The calculator applies the standard relationship implied by the inputs, then formats the answer so it can be checked and reused. For finance tools, the most important step is using consistent units, rates, time periods, and assumptions before comparing the result with another calculator or outside quote.

Example workflow

For example, start with a realistic value you already know, change one input at a time, and watch how the answer moves. That makes it easier to tell whether the result is being driven by the main amount, the rate, the time period, or a unit conversion.

Practical checks

  • Use current, real-world numbers when the result affects money, health, tax, or legal decisions.
  • Run a low, base, and high case when the inputs are estimates.
  • Check the related calculators below when the next decision depends on a different assumption.

How to interpret the debt snowball result

Best use

Use the result as a planning number for comparing payments, rates, returns, tax reserves, or cash-flow choices before you request a quote or make a commitment.

Cross-check

Compare the answer with the contract, lender estimate, tax form, brokerage statement, payroll record, or invoice that will control the real-world outcome.

Watch for

Do not rely on a single optimistic rate, return, or fee assumption. Money pages work best when you run low, base, and high cases and keep professional advice separate from the estimate.

This page belongs to the Finance calculator library, so the answer should be read in the context of the decision you are modeling rather than as a universal rule.

Before relying on this debt snowball estimate

Most calculator mistakes come from the inputs, not the arithmetic. Use this short audit before you reuse the answer in a spreadsheet, quote, application, or important conversation.

Confirm source numbers

Match balances, rates, fees, taxes, income, and payment dates against the lender quote, payroll record, tax form, statement, invoice, or contract.

Separate cash flow from total cost

A lower monthly payment can still cost more over time if fees, interest, taxes, or a longer term are hidden in the structure.

Run conservative cases

Test at least one higher-cost or lower-return case before using the output for a purchase, refinance, investment, loan, or tax decision.

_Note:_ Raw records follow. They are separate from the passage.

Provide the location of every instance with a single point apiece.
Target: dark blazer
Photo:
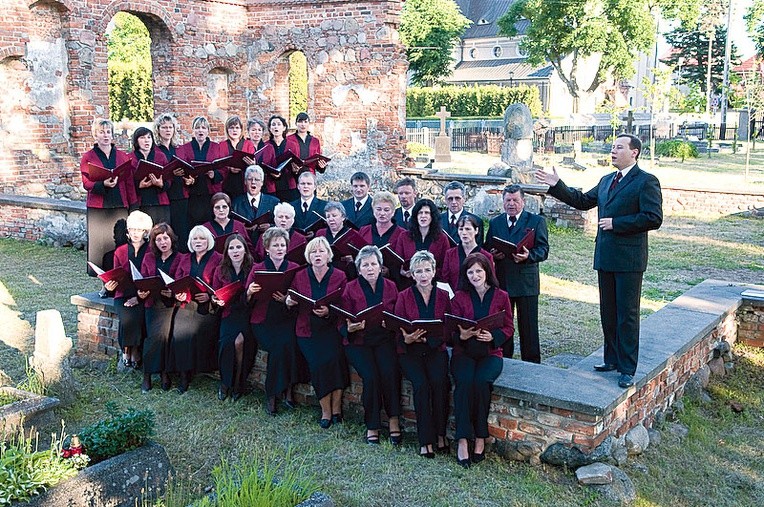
(454, 232)
(398, 217)
(407, 308)
(303, 220)
(520, 279)
(365, 216)
(635, 205)
(462, 306)
(301, 284)
(96, 189)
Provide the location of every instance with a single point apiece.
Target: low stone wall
(122, 481)
(705, 201)
(535, 406)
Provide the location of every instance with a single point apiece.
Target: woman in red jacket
(233, 185)
(132, 328)
(151, 191)
(194, 340)
(467, 227)
(423, 357)
(237, 347)
(201, 188)
(316, 330)
(477, 358)
(424, 233)
(107, 200)
(370, 348)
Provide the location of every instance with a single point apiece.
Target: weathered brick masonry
(209, 57)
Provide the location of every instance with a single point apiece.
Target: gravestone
(443, 141)
(517, 149)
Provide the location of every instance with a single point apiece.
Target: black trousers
(619, 312)
(378, 368)
(472, 393)
(429, 377)
(526, 308)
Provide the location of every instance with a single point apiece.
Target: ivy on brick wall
(129, 56)
(470, 100)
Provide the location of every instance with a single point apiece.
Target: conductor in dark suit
(455, 194)
(629, 203)
(254, 203)
(519, 275)
(358, 207)
(308, 202)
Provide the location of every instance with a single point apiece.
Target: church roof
(484, 14)
(477, 71)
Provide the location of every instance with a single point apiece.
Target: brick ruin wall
(210, 57)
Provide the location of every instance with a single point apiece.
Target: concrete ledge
(43, 203)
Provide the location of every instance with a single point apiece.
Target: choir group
(229, 250)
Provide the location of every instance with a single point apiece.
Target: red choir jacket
(461, 306)
(160, 159)
(452, 266)
(407, 308)
(314, 147)
(301, 284)
(238, 228)
(149, 268)
(186, 152)
(184, 268)
(354, 300)
(260, 308)
(95, 189)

Rerun this page when the rate, price, term, fee, tax rule, income, expense, or expected holding period changes.

How to Use

  1. Add each debt with its balance, APR, and minimum payment.
  2. Enter any extra monthly amount you can apply to the smallest balance beyond the required minimums.
  3. Review the payoff order — the snowball method always starts with the smallest balance regardless of interest rate.
  4. Compare the snowball total interest and payoff date with the avalanche comparison summary.
  5. Export the month-by-month schedule to track the focus debt each month until you're debt free.

Frequently Asked Questions

Why use the snowball method if it costs more interest?

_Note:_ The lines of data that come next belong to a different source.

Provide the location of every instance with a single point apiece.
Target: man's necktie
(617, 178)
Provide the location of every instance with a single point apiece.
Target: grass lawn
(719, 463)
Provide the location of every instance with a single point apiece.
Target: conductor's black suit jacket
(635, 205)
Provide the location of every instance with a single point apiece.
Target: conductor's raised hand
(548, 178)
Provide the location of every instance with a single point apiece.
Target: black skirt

Most people who try to escape debt give up before finishing. The snowball method produces quick, visible wins, which keeps people motivated long enough to finish. If psychology is the limiting factor, snowball often beats avalanche in practice.

How much extra should I pay each month?

Any amount helps. Even an extra $50 per month applied to the smallest balance usually shortens the payoff by months. Start with what you can sustain; raise it as balances vanish.

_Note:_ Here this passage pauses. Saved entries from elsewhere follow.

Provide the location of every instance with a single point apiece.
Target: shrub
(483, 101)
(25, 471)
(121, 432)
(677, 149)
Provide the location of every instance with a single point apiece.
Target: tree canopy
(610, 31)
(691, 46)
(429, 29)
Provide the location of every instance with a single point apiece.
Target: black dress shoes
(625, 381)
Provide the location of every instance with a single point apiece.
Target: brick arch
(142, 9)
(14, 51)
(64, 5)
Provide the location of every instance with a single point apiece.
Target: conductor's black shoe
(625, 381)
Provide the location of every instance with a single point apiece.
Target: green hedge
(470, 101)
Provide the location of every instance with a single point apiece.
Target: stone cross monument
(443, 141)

Should I include my mortgage in the snowball?

Usually no. Mortgages have long amortization and low rates, so they don't benefit much from a snowball approach. Focus the snowball on credit cards, personal loans, auto loans, and similar unsecured or short-term debt.

What if my minimum payments can't cover the interest?

If minimums are below the monthly interest charges on a balance, that debt is in negative amortization — it grows faster than you pay it down. You'll need more cash flow, a balance transfer, a lower-rate personal loan, or a hardship program from the creditor.